Criscuolo C, Chessa L, Di Giandomenico S, Mancini P, Saccà F, Grieco G S, Piane M, Barbieri F, De Michele G, Banfi S, Pierelli F, Rizzuto N, Santorelli F M, Gallosti L, Filla A, Casali C
Department of Neurological Sciences, Federico II University, Naples, Italy.
Neurology. 2006 Apr 25;66(8):1207-10. doi: 10.1212/01.wnl.0000208402.10512.4a.
Ataxia with oculomotor apraxia type 2 (AOA2) is characterized by onset between age 10 and 22 years, cerebellar atrophy, peripheral neuropathy, oculomotor apraxia (OMA), and elevated serum alpha-fetoprotein (AFP) levels. Recessive mutations in SETX have been described in AOA2 patients.
To describe the clinical features of AOA2 and to identify the SETX mutations in 10 patients from four Italian families.
The patients underwent clinical examination, routine laboratory tests, nerve conduction studies, sural nerve biopsy, and brain MRI. All were screened for SETX mutations.

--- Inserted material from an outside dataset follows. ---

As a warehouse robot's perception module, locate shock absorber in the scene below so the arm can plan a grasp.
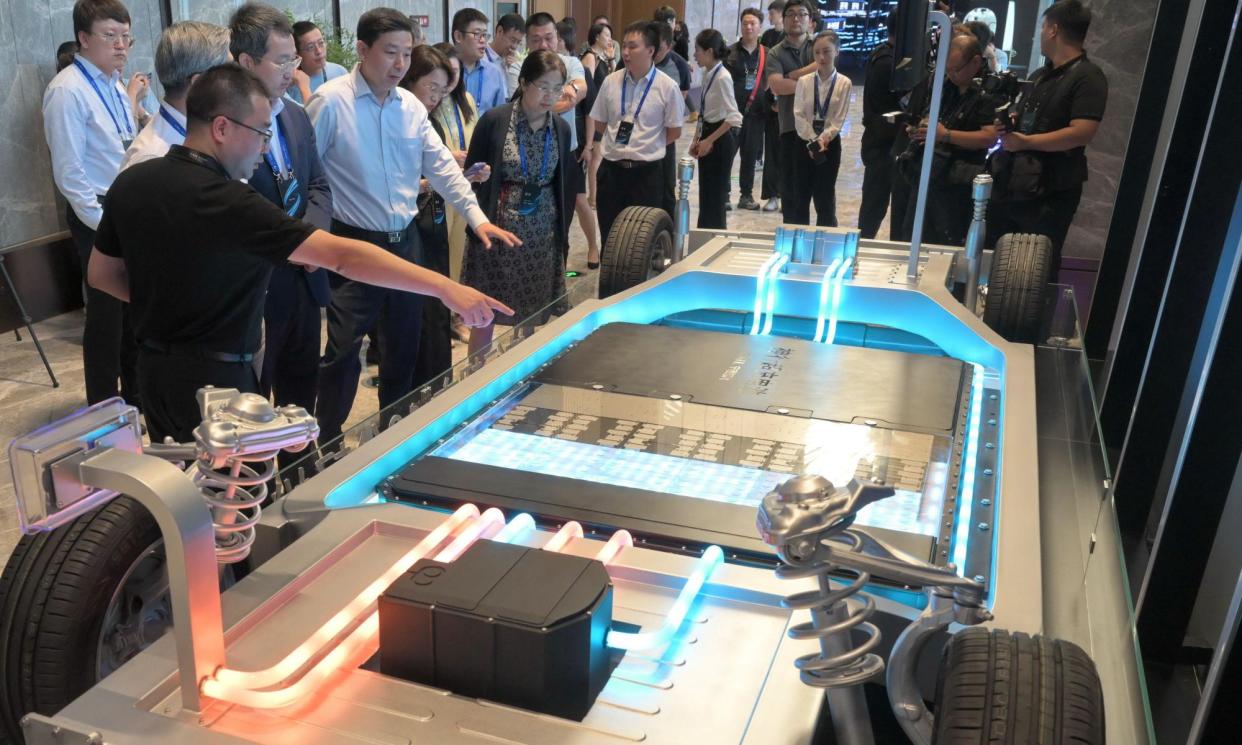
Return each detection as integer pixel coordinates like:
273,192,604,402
190,387,319,566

All the patients had cerebellar features, including limb and truncal ataxia, and slurred speech. OMA was observed in two patients, extrapyramidal symptoms in two, and mental impairment in three. High serum AFP levels, motor and sensory axonal neuropathy, and marked cerebellar atrophy on MRI were detected in all the patients who underwent these examinations. Sural nerve biopsy revealed a severe depletion of large myelinated fibers in one patient, and both large and small myelinated fibers in another. Postmortem findings are also reported in one of the patients. Four different homozygous SETX mutations were found (a large-scale deletion, a missense change, a single-base deletion, and a splice-site mutation).
The clinical phenotype of oculomotor apraxia type 2 is fairly homogeneous, showing only subtle intrafamilial variability. OMA is an inconstant finding. The identification of new mutations expands the array of SETX variants, and the finding of a missense change outside the helicase domain suggests the existence of at least one more functional region in the N-terminus of senataxin.
2型动眼神经失用性共济失调(AOA2)的特征为发病年龄在10至22岁之间,伴有小脑萎缩、周围神经病变、动眼神经失用(OMA)以及血清甲胎蛋白(AFP)水平升高。已在AOA2患者中发现SETX基因的隐性突变。
描述AOA2的临床特征,并鉴定来自四个意大利家庭的10例患者中的SETX突变。
对患者进行临床检查、常规实验室检测、神经传导研究、腓肠神经活检及脑部MRI检查。对所有患者进行SETX突变筛查。
所有患者均有小脑相关表现,包括肢体和躯干共济失调以及言语不清。两名患者出现OMA,两名出现锥体外系症状,三名出现智力损害。所有接受相关检查的患者均检测到高血清AFP水平、运动和感觉轴索性神经病变以及MRI显示明显的小脑萎缩。腓肠神经活检显示,一名患者大的有髓纤维严重缺失,另一名患者大、小有髓纤维均缺失。还报告了其中一名患者的尸检结果。发现了四种不同的纯合SETX突变(一个大规模缺失、一个错义改变、一个单碱基缺失和一个剪接位点突变)。
2型动眼神经失用的临床表型相当一致,仅显示出轻微的家族内变异性。OMA并非恒定表现。新突变的鉴定扩展了SETX变异体的范围,并且在解旋酶结构域外发现错义改变提示senataxin的N端至少还存在一个功能区域。